Nun war es Imam Khomeini, ein Nachkomme des Propheten Muhammad (s.) und seiner Tochter Fatima (a.), ein direkter Nachkomme Imam Alis (a.), der, solange er auf der Erde lebte, den Islam und den Propheten verteidigt hat. Und auch die neue Führung der islamischen Revolution, Imam Chamenei, das sei nebenbei erwähnt, ist ein Nachkomme des Propheten Muhammad (s.) und seiner Tochter Fatima (a.), ein Nachkomme Imam Alis (a.).

Von Anfang an gab es kaum einen Zweifel, daß die Androhung der deutschen Veröffentlichung verwirklicht werden würde, auch wenn viele Muslime auf die Einsicht der deutschen Verlage gehofft hatten. So müssen die deutschsprachigen Länder, insbesondere die Bundesrepublik wegen ihrer Vorreiterrolle möglicherweise mit ernsthaften wirtschaftlichen Konsequenzen von Seiten der Islamischen Republik Iran rechnen, auch wenn das erst langfristig deutlich werden dürfte. "Sollte sich nämlich der Konflikt mit Teheran weiter zuspitzen, drohen vor allem der deutschen Wirtschaft jene fetten Aufträge beim Wiederaufbau zu entgehen, mit denen sie bislang gerechnet hatte" (Spiegel 9/89, 27.2.89).

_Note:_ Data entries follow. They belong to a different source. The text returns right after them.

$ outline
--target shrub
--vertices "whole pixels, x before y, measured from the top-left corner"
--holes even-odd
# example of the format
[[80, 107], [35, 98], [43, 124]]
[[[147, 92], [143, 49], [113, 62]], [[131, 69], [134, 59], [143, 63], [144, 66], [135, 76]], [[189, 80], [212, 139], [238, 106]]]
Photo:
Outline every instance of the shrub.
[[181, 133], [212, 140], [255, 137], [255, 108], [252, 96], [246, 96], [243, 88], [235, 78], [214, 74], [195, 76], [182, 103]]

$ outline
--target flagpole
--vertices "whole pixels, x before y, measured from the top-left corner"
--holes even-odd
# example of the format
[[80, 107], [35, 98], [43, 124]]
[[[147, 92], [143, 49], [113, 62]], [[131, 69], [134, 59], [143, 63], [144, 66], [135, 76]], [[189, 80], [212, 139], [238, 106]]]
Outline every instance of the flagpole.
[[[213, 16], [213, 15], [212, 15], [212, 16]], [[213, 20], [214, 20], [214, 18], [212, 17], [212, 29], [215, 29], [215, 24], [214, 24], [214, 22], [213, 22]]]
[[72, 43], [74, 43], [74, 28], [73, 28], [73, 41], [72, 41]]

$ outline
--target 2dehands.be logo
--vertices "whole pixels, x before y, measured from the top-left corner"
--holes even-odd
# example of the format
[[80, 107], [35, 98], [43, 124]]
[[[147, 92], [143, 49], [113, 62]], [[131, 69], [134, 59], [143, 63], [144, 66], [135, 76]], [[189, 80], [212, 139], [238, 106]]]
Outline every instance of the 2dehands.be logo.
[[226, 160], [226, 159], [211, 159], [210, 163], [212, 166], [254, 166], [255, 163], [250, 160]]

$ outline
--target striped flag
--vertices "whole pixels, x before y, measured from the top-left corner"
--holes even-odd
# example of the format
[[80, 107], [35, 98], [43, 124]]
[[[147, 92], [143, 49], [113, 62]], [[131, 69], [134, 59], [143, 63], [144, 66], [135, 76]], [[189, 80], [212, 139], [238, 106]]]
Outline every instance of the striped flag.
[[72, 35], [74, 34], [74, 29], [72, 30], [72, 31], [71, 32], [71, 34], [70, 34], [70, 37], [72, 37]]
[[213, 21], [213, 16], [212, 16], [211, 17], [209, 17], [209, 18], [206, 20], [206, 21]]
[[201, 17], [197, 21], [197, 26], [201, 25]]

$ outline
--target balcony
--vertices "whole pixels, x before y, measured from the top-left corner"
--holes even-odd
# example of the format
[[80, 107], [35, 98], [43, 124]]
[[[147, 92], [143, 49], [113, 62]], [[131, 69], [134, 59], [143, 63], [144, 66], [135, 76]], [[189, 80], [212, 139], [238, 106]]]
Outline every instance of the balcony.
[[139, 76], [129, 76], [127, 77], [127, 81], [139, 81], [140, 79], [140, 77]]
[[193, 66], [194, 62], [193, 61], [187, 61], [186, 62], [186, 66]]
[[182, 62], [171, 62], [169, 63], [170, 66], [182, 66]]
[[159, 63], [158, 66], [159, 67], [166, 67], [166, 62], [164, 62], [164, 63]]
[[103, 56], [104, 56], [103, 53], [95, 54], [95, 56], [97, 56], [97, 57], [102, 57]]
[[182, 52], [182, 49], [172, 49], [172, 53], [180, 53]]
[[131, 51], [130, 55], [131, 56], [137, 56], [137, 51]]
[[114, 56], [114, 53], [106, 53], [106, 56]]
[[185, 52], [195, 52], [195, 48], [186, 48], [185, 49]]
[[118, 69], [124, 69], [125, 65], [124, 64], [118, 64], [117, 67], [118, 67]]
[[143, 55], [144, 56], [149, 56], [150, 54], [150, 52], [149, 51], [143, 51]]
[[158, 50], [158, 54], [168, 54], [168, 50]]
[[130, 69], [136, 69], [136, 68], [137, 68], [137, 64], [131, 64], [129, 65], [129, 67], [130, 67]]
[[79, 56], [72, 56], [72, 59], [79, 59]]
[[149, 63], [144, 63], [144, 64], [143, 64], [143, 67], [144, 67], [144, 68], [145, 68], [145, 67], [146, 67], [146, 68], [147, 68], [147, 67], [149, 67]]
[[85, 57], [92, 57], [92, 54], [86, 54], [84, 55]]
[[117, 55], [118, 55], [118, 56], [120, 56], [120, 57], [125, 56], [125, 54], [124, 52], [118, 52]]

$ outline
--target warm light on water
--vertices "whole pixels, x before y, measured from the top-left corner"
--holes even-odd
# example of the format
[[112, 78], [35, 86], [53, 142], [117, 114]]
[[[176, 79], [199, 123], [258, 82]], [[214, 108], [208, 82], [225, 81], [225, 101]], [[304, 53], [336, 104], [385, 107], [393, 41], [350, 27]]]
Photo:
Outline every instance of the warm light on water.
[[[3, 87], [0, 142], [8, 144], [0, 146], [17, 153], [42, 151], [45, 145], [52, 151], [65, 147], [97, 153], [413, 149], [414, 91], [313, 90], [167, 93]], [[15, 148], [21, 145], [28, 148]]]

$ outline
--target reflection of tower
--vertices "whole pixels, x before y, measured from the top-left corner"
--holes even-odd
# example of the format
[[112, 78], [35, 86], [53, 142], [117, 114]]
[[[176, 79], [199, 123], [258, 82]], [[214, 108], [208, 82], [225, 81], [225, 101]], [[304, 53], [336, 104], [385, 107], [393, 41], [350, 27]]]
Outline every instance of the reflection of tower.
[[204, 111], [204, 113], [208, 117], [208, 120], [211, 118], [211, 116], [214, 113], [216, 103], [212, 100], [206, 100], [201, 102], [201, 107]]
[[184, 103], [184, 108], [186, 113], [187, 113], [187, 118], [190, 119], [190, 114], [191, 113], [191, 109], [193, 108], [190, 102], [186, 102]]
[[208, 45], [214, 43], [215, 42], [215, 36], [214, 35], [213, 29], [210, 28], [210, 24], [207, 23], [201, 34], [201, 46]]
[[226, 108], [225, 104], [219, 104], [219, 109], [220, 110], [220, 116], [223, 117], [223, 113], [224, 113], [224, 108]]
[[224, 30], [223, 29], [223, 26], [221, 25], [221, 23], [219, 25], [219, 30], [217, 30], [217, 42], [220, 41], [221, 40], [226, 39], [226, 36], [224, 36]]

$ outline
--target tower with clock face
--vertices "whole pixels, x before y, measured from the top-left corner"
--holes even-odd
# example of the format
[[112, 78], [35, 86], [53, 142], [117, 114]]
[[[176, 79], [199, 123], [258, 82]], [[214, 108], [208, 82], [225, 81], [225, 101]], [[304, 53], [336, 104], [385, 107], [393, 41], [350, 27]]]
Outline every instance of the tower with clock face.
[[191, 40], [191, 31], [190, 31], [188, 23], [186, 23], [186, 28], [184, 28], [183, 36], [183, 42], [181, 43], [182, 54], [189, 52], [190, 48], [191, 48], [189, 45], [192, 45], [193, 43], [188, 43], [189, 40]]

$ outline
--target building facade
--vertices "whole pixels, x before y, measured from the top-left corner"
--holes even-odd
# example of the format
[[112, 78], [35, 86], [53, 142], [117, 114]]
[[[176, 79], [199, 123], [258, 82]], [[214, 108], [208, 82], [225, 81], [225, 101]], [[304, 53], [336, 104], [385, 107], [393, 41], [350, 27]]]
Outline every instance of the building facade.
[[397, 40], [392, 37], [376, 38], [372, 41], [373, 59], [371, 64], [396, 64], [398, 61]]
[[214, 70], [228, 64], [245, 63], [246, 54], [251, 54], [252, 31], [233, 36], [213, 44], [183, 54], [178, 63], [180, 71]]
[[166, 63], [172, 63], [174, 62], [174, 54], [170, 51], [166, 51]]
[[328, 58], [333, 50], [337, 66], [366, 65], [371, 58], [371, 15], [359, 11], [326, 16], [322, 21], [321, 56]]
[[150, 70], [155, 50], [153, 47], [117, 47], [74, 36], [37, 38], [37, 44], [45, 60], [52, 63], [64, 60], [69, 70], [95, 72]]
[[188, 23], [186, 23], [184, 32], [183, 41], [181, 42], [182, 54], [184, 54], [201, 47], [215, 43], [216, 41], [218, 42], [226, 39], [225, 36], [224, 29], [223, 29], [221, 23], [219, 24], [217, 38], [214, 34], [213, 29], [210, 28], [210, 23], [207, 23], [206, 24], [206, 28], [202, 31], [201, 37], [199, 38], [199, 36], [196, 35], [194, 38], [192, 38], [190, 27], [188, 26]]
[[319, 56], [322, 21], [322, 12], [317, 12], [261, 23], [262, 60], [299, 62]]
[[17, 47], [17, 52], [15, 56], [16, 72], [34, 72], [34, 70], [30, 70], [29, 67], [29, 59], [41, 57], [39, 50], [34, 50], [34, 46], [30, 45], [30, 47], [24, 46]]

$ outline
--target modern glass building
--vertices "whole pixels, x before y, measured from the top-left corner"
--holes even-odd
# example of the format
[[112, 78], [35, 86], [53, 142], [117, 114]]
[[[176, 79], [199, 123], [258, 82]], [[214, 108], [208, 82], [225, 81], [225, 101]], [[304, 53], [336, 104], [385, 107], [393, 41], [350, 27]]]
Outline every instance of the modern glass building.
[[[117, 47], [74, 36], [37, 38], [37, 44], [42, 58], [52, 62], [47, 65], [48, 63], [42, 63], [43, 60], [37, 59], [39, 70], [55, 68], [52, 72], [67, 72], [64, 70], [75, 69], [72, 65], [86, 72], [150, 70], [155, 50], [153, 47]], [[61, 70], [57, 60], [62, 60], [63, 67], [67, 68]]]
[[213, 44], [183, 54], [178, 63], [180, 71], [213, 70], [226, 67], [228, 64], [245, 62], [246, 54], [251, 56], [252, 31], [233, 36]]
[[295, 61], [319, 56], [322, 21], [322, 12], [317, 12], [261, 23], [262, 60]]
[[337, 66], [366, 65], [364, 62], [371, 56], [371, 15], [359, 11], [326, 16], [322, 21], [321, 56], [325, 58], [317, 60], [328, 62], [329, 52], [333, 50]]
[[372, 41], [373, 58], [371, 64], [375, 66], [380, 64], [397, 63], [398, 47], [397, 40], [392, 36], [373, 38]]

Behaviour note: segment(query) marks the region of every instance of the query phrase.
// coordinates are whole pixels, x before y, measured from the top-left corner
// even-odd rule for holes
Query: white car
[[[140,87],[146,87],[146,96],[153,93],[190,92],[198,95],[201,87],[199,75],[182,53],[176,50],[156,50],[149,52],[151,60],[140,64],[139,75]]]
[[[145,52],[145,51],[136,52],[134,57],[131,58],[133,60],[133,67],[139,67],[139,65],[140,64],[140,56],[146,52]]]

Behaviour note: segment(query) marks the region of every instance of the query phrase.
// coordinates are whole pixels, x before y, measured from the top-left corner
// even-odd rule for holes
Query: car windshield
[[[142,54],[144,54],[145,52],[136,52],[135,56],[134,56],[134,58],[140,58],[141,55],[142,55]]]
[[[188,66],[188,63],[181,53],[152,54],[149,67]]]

Die deutsche Ausgabe ist zu einem Schandfleck auf dem in der islamischen Welt von einem West-östlichen Divan eines Goethe geprägten Ansehen der deutschen Literatur geworden. Durch die Heroisierung eines literarisch betrachtet niveaulosen Buches schnitten sich die deutschen Literaten ins eigene Fleisch. Die zahllosen Autoren, die sich mit dem Beleidiger Rushdie solidarisiert haben, haben es bis auf wenige Ausnahmen bis heute versäumt, sich zumindest auch mit den Opfern Rushdies, den zig-Millionen Opfern der Beschimpfung, solidarisch zu zeigen. Besonnener klang da der Hinweis von Peter Scholl-Latour: "Man soll Salman Rushdie nicht verherrlichen", und zu den Beleidigungen in Rushdies Buch bemerkte Scholl-Latour: "das kann ich nicht als Heldentat empfinden" (ZDF Spezial 23.2.89).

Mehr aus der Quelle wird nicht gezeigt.